For example when f(x) = m*x + b its first derivative is a constant and when you increase x by 1, f(x) increases by a constant (m).
An equation in the form f(x) = a*x^2 + b*x + c its second derivative (or the derivative of its derivative) is a constant.
So, if you have an equation where its third derivative is a constant or as x increases by 1 f(x) increases by a square then f(x) should be in the form a*x^3 + b*x^2 + c*x + d
• , Shouldn't it be the first n+1 squares since we're starting at 0 or do most people start at 1 so it's the first n squares? If the latter, why is Sal starting at 0?
• I think he started at 0 to eliminate the D term (in the previous video). Our Sigma in this starts at 0, also, so he had to start at 0 to evaluate the formula.
• Why can we assume that the formula is a cubic? Shouldn't it be verified by induction?
• A constant set of differences on the third degree is characteristic of a cubic polynomial. Sal showed that taking the differences between terms through three levels ultimately led to constant differences, proving that the general formula is a polynomial of third degree.
• this maybe a silly question but why sum goes from 0 to n, and not from 1 to n?
• That's not a silly question at all. It turns out that that the sum can be from 0 to n or from 1 to n, it really depends on the question or your preference. Sometimes it's just easier to start from 0, because that would usually be the first term in a series, with no exponents. I hope that clarified a little bit.
• Hey, when solving this system of equations, is it ok to use a matrix of 3 by 3 with all the coefficients of each equation and solving it in RREF form/ identity matrix of 3 by 3?

If so, which method would be an advantage of the other?
• I think you mean what I'd call an augmented matrix:
1 1 1 1
8 4 2 5
27 9 3 14
Yes?
(sorry they aren't aligned nice and neat, haven't researched how to make it do ht in the comments)
You can do it that way. Sal appears to be covering it in a way for people who don't know/remember much Linear Algebra.

At two colleges I've attended sequences and series don't get covered until second semester of Calc. Linear Algebra required Calc I, but Calc II did not require Linear Algebra. It is possible they wouldn't recall from the dark days of High School algebra how to use a matrix to solve.

Personally I find the augmented matrix better since it solves for all three values at the same time. Both work, so which is better is somewhat subjective.
• Trying to come up with an equations where all possible permutations/combinations of numbers 1 through 10 that add up to 10 without repeating the combination? Have not been able to solve this.
(1 vote)
• I am assuming you mean integers, because if you include decimals there are infinitely many ways to do this. I am also assuming you mean to use each number only once. If you are allowed to use a digit more than once, then there will be far more possibilities than mentioned here.

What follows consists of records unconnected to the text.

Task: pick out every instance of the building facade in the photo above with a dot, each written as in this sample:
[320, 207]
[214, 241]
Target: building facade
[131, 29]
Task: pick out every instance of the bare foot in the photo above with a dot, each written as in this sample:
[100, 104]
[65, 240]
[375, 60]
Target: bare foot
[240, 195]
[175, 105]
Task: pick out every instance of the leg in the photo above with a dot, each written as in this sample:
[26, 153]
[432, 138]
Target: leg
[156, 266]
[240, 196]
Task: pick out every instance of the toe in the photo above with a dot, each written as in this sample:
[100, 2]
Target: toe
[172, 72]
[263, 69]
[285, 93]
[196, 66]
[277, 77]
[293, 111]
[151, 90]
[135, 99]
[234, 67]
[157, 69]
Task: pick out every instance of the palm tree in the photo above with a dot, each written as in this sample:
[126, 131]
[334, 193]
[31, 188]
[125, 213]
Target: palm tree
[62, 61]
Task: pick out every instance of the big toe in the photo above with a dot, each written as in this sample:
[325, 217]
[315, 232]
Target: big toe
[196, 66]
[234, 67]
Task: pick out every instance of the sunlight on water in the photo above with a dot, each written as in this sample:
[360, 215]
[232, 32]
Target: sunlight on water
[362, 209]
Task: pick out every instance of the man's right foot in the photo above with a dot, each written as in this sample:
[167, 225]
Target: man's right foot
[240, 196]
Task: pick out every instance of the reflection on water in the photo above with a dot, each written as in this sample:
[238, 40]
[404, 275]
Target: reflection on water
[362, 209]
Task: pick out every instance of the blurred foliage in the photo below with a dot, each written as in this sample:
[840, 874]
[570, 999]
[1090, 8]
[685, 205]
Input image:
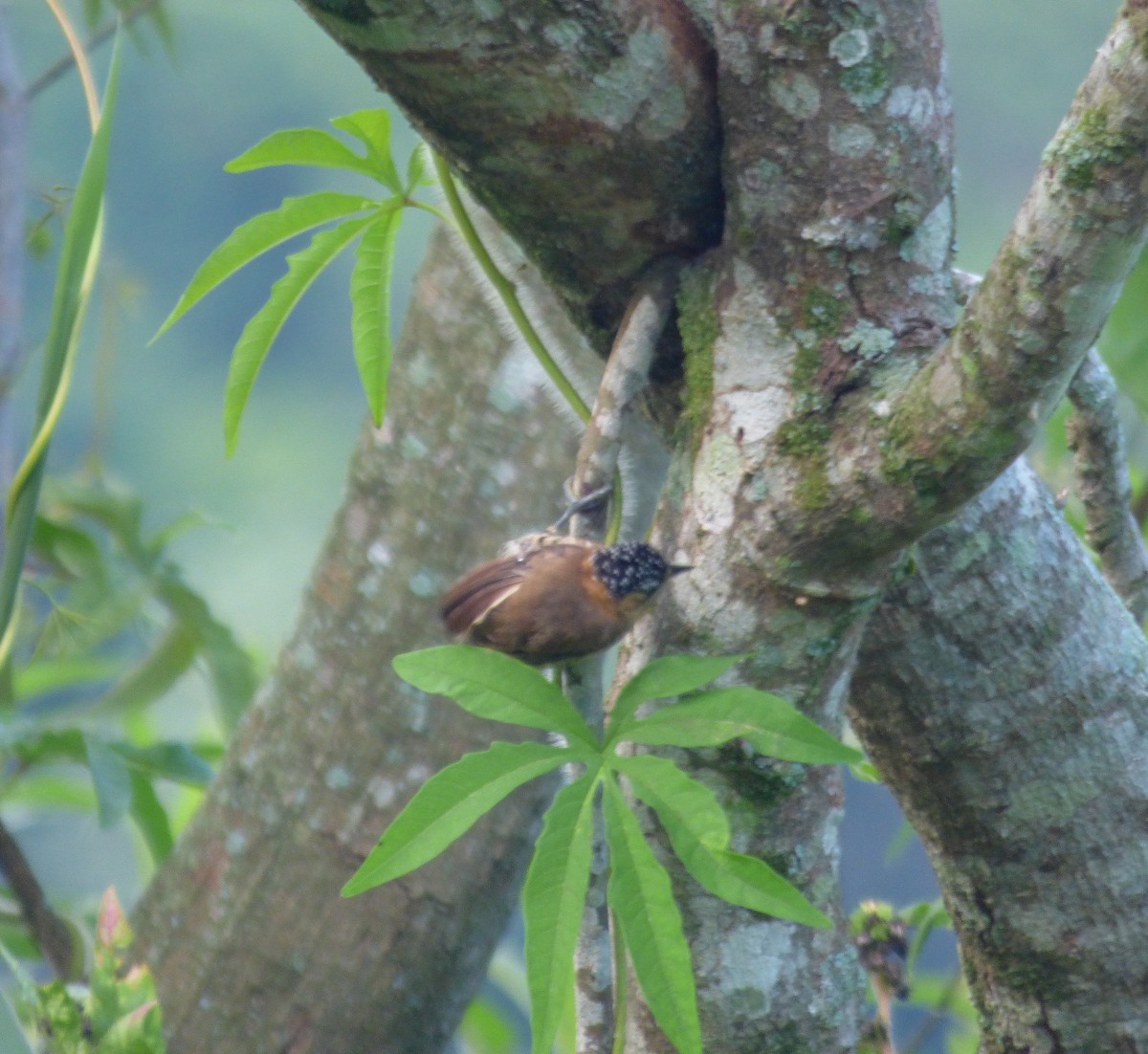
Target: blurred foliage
[115, 1013]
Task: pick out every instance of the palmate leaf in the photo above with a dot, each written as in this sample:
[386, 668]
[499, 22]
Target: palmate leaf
[770, 723]
[371, 307]
[449, 803]
[263, 232]
[642, 899]
[304, 147]
[698, 830]
[110, 778]
[497, 687]
[372, 129]
[263, 327]
[554, 898]
[672, 675]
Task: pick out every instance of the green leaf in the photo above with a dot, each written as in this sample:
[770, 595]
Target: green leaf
[51, 675]
[12, 1038]
[372, 129]
[150, 819]
[263, 232]
[167, 660]
[676, 797]
[449, 803]
[418, 166]
[487, 1027]
[69, 549]
[642, 899]
[672, 675]
[497, 687]
[866, 772]
[923, 917]
[302, 146]
[233, 676]
[263, 327]
[110, 778]
[772, 725]
[138, 1032]
[172, 760]
[698, 829]
[554, 899]
[371, 307]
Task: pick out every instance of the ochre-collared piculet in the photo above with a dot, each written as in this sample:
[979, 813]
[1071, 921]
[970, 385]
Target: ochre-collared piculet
[554, 599]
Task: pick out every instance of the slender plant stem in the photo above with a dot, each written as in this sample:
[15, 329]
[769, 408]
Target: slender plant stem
[78, 56]
[101, 35]
[506, 291]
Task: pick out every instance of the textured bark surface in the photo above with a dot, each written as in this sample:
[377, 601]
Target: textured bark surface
[253, 947]
[588, 130]
[1003, 689]
[827, 422]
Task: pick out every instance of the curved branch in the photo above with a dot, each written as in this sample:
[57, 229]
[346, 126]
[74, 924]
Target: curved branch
[589, 131]
[1026, 331]
[1013, 726]
[1102, 474]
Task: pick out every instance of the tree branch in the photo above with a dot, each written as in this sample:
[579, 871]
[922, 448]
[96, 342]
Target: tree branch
[590, 133]
[1102, 474]
[1011, 726]
[1026, 331]
[253, 947]
[49, 930]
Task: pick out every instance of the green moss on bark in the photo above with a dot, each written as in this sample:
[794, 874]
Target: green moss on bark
[1088, 146]
[697, 321]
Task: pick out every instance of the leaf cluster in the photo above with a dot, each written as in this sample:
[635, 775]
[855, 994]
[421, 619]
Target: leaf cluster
[116, 1013]
[116, 627]
[343, 219]
[640, 893]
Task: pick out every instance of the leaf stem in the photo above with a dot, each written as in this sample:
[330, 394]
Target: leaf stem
[506, 291]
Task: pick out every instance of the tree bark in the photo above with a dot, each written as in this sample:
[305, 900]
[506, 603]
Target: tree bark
[253, 947]
[1003, 691]
[831, 414]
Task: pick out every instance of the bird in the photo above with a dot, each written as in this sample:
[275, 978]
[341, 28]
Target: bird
[551, 599]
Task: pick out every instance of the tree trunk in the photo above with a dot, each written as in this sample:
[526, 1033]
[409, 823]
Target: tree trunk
[253, 947]
[826, 410]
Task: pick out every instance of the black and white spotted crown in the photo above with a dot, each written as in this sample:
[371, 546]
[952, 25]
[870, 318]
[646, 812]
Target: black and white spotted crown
[631, 567]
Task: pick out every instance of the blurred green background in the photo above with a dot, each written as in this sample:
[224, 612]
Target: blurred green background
[239, 70]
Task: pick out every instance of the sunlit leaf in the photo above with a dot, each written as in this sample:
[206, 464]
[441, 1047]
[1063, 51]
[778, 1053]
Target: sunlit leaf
[772, 725]
[302, 146]
[372, 129]
[698, 830]
[671, 675]
[449, 803]
[153, 676]
[263, 327]
[554, 899]
[110, 778]
[371, 307]
[497, 687]
[643, 901]
[150, 819]
[263, 232]
[12, 1038]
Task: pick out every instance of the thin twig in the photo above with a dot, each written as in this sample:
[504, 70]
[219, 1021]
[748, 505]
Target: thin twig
[50, 932]
[101, 35]
[79, 58]
[626, 376]
[1102, 479]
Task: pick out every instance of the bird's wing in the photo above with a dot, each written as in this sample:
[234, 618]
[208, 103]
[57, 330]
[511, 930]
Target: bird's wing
[479, 591]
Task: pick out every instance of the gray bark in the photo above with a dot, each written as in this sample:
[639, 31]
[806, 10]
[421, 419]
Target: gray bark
[1003, 691]
[253, 947]
[827, 422]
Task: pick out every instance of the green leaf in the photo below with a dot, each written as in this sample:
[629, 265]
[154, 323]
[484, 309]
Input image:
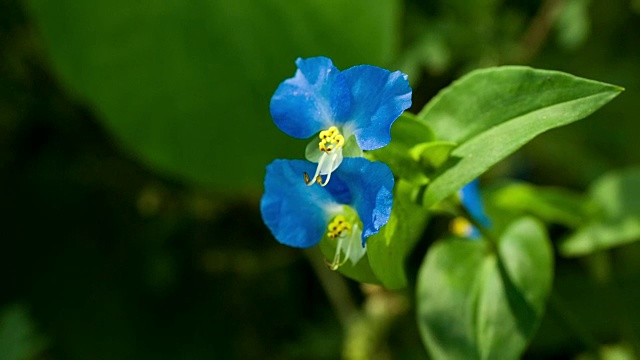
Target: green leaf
[388, 250]
[493, 112]
[406, 132]
[473, 304]
[549, 204]
[185, 85]
[432, 155]
[617, 195]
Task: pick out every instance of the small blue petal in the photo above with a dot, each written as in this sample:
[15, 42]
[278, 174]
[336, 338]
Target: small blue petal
[371, 186]
[298, 215]
[316, 98]
[293, 211]
[379, 98]
[471, 200]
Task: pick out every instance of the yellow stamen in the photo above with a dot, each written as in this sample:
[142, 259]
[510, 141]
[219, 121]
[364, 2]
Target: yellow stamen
[337, 226]
[330, 140]
[461, 227]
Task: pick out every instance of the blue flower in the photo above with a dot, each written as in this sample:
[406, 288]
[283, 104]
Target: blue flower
[353, 109]
[472, 202]
[354, 206]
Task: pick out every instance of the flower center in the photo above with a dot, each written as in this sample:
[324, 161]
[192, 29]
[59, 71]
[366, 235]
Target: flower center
[330, 145]
[460, 226]
[338, 226]
[330, 139]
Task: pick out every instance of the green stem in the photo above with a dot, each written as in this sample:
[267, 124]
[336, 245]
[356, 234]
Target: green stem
[334, 286]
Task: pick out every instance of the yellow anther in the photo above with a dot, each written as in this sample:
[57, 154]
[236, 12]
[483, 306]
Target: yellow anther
[461, 227]
[330, 140]
[337, 226]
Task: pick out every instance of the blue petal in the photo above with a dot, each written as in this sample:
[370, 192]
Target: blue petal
[379, 98]
[316, 98]
[294, 212]
[371, 186]
[471, 200]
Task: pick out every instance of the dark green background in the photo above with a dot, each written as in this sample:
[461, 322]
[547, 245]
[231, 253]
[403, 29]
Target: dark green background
[133, 140]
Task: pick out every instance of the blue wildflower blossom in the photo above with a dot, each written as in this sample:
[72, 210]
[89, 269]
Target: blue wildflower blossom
[360, 103]
[354, 206]
[471, 200]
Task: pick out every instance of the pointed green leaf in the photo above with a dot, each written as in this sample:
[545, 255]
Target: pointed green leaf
[406, 132]
[473, 304]
[549, 204]
[617, 195]
[388, 250]
[433, 154]
[493, 112]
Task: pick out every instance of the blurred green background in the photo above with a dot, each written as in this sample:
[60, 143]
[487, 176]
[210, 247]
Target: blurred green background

Rather than trying to do this in one single step, with one formula, it is better to break it into more manageable pieces.
Do it in sets of how many numbers you are adding. The most you'll have is 4 because the only way to sum to 10 with those integers is 1+2+3+4.
So, with 1 addend, there is only one way: 10 = 10
With 2 addends, you have 1+9, 2+8. etc.
With 3 addends, you have a bit more difficulty, start with 1 and then find sets of two numbers that add to 9. Then use 2 and find two digits that add to 8, then 3 plus two digits that add to 7, and finally 4 plus two numbers that sum to 6. You won't need to do 5 through 10 because either you will have already used that set of numbers (in the cases of 5 through 7) or there won't be any (in the cases of 8 through 10).

You'll need to sort the list because you may have some repeats.

Again, if you are allowed to reuse an integer, then there will be far more than these.
• What happens in the polynomial if n is a non-integer value, such as 0.5? Is the domain of n restricted in this, and how would one represent that restriction?

Thanks!
• This question involves "sequences" and the sums of sequences that we call "series". Sequences are defined discretely. These are NOT continuous functions and thus are not defined at non integer values of n. So yes, you can think of this as a domain restriction of the x^2 function to just the natural numbers n=1,2,3,...
(1 vote)
• I thought the formula was (n*(n+1)*(2n+1))/6.
Does it have to do with the fact that Sal started at 0 but (n*(n+1)*(2n+1))/6 starts at 1?
• Does i always have to be 0 in order for this formula to work?
(1 vote)
• In order for this formula to work "i" doesn't always have to start at 0, but it typically will. If it doesn't start at 0, then you will need to have 4 equations instead of 3 to solve for all 4 variables.